Carbon capture and storage has been proposed as an important component to a well rounded plan to control increasing carbon dioxide levels in the earth’s atmosphere. One method for sequestering CO2 is to pump new emissions into geological formations. Previous research has shown basalt and ultramafic rock reservoirs to be good, secure, long term locations for the sequestration of CO2. Goldberg et al. (2010) examined the potential of various reservoir sites in the Central Atlantic Magmatic Province (CAMP) basalt flows to be sequestration sites for large cities along the eastern seaboard of the United States.—Anna Fiastro
Goldberg, D., Kent, D., Olsen, P., 2010. Potential on-shore and off-shore reservoirs for CO2 sequestration in Central Atlantic magmatic province basalts. Proceedings of the National Academy of Science 107, 1327.doi:10.1073/pnas.0913721107.
The Central Atlantic Magmatic Province (CAMP) lies on and off shore along the eastern coast of North America. CAMP consists of numerous basins of thick continental sediments with veins of basalt running through them. These basins were created during the Triassic and Jurassic time periods. Since these events, other seismic activity and interactions with water and the atmosphere have caused some of these rock formations to erode, while the remainders have become stratified with varying thickness and composition over a large area. This stratification has lead to ideal conditions for CO2 injection and sequestration.
What has occurred is that layers of very thick and dense basalt have surrounded areas of less dense and porous basalt. The porous basalt allows space for a chemical reaction to occur between the minerals of the basalt and the injecting CO2 creating a mineral carbonate that fills in the cracks. The dense basalt layers seal the pumped CO2 and the carbonate product in the basin so that it is harder for it to be reintroduced into the environment and atmosphere.
These authors speculate that these types of layered formations can be found in the Orange Mountain basalt, the Newark Rift Basin, the Long Island Rift Basins, and the South Georgia Rift Basin. This is based on sampling data, density and porosity profiles, computer modeling, and scientific speculation. These sites are close to major metropolitan areas on the east coast of the United States, allowing them to work efficiently as storage locations for areas of high industrial CO2 output. The speculated size of the reservoirs also offers the potential to store massive amounts of CO2. For example, estimates show that one basin could contain the equivalent emissions from 3 or more coal-fired power plants for up to 40 years.

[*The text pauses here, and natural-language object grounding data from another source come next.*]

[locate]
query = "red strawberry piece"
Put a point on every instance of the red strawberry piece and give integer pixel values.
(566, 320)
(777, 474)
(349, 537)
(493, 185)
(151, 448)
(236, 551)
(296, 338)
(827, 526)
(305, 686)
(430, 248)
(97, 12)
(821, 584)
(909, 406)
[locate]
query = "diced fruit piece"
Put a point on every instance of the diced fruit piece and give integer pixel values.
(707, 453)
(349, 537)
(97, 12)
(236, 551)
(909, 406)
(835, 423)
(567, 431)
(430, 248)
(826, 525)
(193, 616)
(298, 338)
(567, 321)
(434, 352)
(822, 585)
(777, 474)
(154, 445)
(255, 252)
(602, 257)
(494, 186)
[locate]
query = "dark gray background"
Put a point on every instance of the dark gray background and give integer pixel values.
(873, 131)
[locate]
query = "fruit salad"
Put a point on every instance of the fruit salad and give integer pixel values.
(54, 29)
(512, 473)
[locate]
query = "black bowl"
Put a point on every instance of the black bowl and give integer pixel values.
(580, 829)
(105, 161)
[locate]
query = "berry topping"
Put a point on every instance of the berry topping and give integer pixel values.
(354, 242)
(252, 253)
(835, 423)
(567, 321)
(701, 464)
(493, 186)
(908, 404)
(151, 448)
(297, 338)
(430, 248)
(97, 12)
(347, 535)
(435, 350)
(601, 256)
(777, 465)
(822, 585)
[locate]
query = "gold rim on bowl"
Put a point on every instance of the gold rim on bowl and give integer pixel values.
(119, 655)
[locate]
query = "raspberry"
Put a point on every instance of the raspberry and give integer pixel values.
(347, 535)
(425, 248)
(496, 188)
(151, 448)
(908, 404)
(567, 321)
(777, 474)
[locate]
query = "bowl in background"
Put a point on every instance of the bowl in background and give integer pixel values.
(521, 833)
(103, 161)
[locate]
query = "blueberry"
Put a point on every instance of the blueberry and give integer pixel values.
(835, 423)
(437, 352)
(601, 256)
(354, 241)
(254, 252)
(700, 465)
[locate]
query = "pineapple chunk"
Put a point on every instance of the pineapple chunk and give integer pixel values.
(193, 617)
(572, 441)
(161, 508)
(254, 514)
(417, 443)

Further study is necessary to confirm the existence of these basins, and demonstrate their suitability to act as sequestration locations. Studies would include high-resolution survey mapping, followed by drilling in and around locations. Pilot injection projects would then be conducted and monitored to determine the safety and effectiveness of this form of capture and storage. Goldberg et al. also suggested that research should first be conducted at on-shore sites as they are more accessible and cost effective, and then offshore sites can be explored with the increased technology and knowledge.